Tuesday, December 07, 2004

okay week.

So far this week from the weekend, I have a new windshield, a new couch, a christmas tree topper, a gold sweater, some new hair clips, and a new hair-cut. I sang my little heart out all weekend at various christmas programs, and I applied for a new job. Sounds pretty accomplished so far, lets hope it continues. I have about a gazillion things on my list of to-do's. So, cross your fingers for me for this new job and cross your fingers for my husband too. He applied for 3 jobs las week and they close on the 10th, so we won't hear anything until after that. Oh boy! Oh boy!

Friday, December 03, 2004

It was bad.

Bad dark morning. Car died twice. Started back up finally, and got back up to speed as a semi-truck passed me and kicked up a rock the size of a softball,(yes, softball not baseball!)that came crashing through the darkness into my windshield. Thinking that is was coming inside I threw up my arm and blocked my face as the pressure in the car changed when the rock hit... but it did not crash through the glass luckily. It hit and made a beautiful, spirally, beachball size break right in the middle of my windshield and a small hole in the middle. It scared the crap out of me, I couldn't decide if I should cry or turn around and get the information from that truck and then go back home and back to bed and pull the covers up over my head for the rest of the day but kept driving and called the Huz. He met me at work and took my car to the subaru place to get a new windshield. Of course it won't be fixed until after one so I set the man up in an empty office to sleep until he heard from the dealership.

Yes, it was bad but the weekend is here so it can only get better. happy friday to you.

Thursday, December 02, 2004

*plop!*

there is poetry spinning yarns in my mind, some might to spill into a keyboard and woven into blankets of words be shared in days to come. We'll have to see. Have a nice day.
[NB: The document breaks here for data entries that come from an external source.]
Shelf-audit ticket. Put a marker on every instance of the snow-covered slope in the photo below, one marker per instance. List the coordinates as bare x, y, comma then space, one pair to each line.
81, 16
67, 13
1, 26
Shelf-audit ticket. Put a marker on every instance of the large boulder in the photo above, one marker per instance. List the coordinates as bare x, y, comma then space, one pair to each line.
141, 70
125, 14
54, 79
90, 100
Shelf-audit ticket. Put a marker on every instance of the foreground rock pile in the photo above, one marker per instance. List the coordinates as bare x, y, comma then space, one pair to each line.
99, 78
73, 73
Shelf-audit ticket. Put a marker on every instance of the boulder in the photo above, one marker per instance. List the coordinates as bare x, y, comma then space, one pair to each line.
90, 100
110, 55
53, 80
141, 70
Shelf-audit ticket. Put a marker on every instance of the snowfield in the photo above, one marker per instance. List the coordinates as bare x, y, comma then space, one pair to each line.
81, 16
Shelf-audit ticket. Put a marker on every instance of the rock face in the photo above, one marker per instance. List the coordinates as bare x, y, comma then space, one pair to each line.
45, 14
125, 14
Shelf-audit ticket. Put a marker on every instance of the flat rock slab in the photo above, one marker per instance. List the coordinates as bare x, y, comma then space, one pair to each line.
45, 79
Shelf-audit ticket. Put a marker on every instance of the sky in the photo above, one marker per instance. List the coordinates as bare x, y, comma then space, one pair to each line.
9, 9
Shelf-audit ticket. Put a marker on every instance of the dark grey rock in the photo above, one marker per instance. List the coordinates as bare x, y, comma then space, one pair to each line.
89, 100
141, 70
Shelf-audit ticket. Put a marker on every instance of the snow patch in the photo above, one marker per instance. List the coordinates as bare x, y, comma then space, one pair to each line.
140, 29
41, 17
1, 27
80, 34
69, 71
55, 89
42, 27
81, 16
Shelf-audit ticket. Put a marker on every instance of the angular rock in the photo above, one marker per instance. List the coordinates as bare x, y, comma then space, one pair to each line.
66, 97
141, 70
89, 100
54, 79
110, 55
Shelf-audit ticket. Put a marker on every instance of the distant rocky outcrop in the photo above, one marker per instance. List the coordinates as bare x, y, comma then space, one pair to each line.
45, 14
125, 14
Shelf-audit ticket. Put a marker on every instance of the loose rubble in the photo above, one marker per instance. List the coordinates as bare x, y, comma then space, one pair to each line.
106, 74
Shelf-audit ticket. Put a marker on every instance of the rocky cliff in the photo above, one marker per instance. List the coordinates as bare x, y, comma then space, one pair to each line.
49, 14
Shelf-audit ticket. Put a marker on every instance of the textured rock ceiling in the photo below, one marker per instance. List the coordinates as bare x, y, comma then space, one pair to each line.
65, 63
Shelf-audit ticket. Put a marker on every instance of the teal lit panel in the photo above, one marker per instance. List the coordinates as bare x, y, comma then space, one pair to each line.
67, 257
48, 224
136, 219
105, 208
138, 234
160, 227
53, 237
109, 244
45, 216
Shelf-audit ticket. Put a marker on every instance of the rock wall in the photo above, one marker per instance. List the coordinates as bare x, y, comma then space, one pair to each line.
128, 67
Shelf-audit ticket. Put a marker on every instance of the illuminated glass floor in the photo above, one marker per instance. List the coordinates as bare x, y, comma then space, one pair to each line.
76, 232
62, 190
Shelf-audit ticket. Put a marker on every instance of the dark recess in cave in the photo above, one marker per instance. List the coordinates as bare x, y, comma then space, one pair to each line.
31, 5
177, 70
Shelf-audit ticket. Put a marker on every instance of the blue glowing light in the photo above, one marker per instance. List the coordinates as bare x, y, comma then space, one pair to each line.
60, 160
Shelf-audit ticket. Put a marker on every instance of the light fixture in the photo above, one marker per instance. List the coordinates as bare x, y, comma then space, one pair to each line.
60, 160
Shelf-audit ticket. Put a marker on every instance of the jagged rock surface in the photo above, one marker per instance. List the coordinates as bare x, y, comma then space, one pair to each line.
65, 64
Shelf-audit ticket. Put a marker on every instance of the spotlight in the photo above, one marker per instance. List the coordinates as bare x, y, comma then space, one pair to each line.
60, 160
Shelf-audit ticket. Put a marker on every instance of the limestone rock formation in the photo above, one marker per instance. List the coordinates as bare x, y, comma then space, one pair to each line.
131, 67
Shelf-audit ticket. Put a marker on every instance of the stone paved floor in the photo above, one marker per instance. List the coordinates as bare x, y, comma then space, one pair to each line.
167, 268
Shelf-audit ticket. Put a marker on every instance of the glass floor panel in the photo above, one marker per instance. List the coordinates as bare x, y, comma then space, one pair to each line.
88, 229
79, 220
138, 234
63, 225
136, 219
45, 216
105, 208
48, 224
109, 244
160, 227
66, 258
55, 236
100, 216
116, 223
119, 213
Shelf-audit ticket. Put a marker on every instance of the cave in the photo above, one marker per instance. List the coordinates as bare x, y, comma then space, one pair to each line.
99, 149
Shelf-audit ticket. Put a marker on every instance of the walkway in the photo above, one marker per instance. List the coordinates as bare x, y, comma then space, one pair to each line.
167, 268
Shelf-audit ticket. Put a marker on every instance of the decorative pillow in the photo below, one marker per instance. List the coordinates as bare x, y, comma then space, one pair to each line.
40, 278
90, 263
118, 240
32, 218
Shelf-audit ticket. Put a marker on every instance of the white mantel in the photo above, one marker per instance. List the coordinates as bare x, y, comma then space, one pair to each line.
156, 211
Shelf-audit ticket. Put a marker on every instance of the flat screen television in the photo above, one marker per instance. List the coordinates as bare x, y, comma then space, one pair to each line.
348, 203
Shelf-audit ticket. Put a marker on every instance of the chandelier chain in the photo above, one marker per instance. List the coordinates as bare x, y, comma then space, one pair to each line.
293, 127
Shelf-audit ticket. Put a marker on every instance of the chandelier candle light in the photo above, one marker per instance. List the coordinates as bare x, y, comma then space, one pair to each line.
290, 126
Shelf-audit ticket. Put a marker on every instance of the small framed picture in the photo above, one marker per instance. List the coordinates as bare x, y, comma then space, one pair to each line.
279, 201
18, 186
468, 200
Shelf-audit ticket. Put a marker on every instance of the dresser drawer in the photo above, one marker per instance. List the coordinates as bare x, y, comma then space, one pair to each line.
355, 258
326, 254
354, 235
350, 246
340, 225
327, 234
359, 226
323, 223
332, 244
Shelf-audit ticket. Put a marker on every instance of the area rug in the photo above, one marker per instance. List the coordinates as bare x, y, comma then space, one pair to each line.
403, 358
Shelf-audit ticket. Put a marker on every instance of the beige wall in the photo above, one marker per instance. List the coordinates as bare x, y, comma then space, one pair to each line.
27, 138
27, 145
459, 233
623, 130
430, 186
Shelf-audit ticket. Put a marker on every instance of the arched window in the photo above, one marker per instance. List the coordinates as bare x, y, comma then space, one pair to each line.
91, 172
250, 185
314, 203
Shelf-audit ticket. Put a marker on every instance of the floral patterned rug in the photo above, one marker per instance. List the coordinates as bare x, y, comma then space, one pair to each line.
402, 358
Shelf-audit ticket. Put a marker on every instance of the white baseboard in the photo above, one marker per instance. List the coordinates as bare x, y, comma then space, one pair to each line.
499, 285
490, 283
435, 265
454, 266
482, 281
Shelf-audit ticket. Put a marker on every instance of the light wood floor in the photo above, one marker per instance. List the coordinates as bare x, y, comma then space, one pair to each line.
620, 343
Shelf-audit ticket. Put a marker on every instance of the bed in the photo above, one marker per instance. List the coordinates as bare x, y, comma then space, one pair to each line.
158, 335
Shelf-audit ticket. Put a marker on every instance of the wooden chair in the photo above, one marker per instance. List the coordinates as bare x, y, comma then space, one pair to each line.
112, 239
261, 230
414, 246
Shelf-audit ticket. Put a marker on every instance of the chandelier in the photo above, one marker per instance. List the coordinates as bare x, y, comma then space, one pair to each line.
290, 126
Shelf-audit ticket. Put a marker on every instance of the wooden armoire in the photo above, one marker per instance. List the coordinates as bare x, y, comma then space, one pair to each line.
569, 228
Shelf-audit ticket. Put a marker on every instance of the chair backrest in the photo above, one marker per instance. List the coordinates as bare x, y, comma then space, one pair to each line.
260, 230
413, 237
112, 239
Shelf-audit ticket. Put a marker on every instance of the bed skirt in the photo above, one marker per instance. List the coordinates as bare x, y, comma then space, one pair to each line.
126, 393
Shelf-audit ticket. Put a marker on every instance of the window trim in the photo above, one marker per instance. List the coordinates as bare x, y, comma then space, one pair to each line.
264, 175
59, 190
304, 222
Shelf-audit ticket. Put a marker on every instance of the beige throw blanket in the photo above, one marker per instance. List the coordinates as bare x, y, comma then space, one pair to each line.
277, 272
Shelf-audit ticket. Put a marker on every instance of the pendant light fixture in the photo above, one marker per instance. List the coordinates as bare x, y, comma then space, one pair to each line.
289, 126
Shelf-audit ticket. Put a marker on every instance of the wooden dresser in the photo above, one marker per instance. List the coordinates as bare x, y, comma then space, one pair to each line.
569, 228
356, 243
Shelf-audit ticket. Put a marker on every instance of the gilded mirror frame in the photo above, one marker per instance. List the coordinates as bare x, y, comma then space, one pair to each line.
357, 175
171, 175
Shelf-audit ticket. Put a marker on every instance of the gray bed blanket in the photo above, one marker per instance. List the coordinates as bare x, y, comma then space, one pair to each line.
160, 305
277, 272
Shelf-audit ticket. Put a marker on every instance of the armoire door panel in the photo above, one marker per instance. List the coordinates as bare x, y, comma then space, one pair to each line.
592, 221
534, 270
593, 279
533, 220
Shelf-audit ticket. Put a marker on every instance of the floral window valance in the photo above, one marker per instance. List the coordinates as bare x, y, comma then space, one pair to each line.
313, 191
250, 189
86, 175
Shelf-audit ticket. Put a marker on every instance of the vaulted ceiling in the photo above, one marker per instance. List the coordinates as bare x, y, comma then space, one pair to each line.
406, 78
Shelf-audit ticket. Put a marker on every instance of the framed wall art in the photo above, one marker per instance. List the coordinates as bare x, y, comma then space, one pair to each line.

Ope! and no cookies were made lastnight, instead I met my mom for dinner and bought new shoes, knee-high dark brown boots, black comfortable shoes, christmas present shoes for the mom and one more gift for one un-named. I'm starting to feel old, I longed for comfortable shoes... Aerosoles was having a sale. Isn't that a store for middle-aged women? Oh well, they are cute and comfy. Wisdom as we age, I just might never purchase shoes at payless again!

Wednesday, December 01, 2004

T`was the first of december...

and all through the house, 3 hairy creatures stirring and mess of fur round the place. I vacuum daily, and have put a barrier around the christmas tree to diminish the spread of needles and save the rest of my ornaments (as three have been lost to the giant tail). And now the christmas baking has started we've made pumpkin pies, and pecan pies and cookies will be tonight. And this weekend will be the Pizelles and I have to try out the new bundt cake form I got for christmas from the mil. It shaped like a chrysanthemum, beautiful! I think a dark chocolate cake with some pretty sprinkled confections on it, might be nice. Plus, I'm thinking about getting a cookie press, and a whipper. Because fresh whip cream is just so much tastier than cool whip and whippers are just so speedy!

We came into a little play money which allowed us to pay our last credit card off, put some emergency cash into savings, purchase a new couch and new tires for the subaru. We have designated some christmas cash and the Huz has picked out a new Chainsaw which I'm sure I will be enjoying the benefits of this spring. It was kind of perfect timing as we were getting a little nervous about the vacation, and christmas and the huz not having vacation time yet. But as always, things seem to work out. But of course, now it is gone just as fast as it came.

Well, I put the Loreena McKennitt- Winter garden album on and will now plod along on all the busy work sitting here at my desk. Have a beautiful first of december day!